O país através da televisão (III)
Portugal está chocado com a morte macabra de Carlos Castro. E logo uma multidão de bem pensantes vem reclamar que as televisões exploram excessivamente o tema, que não há limites para o decoro, que vale tudo nos tempos que correm.
Confesso que me impressiona o desfasamento entre quem “pensa o país” e quem nele efectivamente vive. Dez minutos num computador a navegar pelas redes sociais, ou cinco minutos no café da esquina, dão para perceber que a morte do cronista social mexe com o país, mexe com as pessoas, é tema e é notícia.
Brando é o país que, apesar das circunstancias, decide não explorar o lado efectivamente subterrâneo e negro deste mundo social onde Carlos Castro se movia – e onde a troca de favores de toda a espécie é corriqueira, e a ideia de “cronista polémico” não passa de uma ameaça vaga, “ai, ai, se eu abro a boca”...
Conheci bem o Carlos Castro, de quem gostei e que respeitei pelo seu lado de lutador incansável por um lugar ao sol, e de trabalhador dedicado. A sua morte impressiona e comove. Mas sei que o meio onde o Carlos se movia vive desta rede escorregadia de promessas de sucesso, de contactos, de croquetes, de ofertas, de borlas, de “eu sei a pessoa certa para...”

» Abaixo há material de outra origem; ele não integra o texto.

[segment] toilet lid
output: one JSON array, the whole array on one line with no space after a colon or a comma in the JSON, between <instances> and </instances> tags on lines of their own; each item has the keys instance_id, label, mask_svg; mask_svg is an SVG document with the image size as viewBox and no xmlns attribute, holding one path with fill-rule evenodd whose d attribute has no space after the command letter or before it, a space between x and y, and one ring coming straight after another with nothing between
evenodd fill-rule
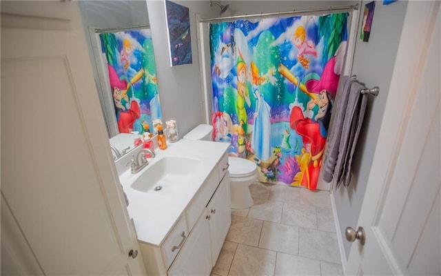
<instances>
[{"instance_id":1,"label":"toilet lid","mask_svg":"<svg viewBox=\"0 0 441 276\"><path fill-rule=\"evenodd\" d=\"M243 177L255 173L257 166L256 164L243 158L228 157L228 171L230 177Z\"/></svg>"}]
</instances>

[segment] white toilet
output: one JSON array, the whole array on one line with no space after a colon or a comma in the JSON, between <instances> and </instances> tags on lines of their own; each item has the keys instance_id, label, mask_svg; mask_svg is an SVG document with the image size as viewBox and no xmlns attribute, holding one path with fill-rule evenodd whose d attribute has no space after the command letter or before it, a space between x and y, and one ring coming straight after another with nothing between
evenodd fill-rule
<instances>
[{"instance_id":1,"label":"white toilet","mask_svg":"<svg viewBox=\"0 0 441 276\"><path fill-rule=\"evenodd\" d=\"M201 124L183 139L212 141L212 126ZM228 164L232 208L244 209L252 206L253 198L248 186L257 179L257 166L254 162L239 157L228 157Z\"/></svg>"}]
</instances>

... E também sei que ele nunca se libertou dessa teia - razão pela qual, na verdade, nunca afrontou quem quer que fosse e calou-se sempre mais do que falou. Morre com a glória de uma coroa que lhe estão agora a criar. E isso é triste, talvez até injusto. Mas seria ainda mais triste se os media não explorassem a sua morte. Porque, quer seja politicamente correcto dize-lo ou não, foi também disso que fez a sua vida.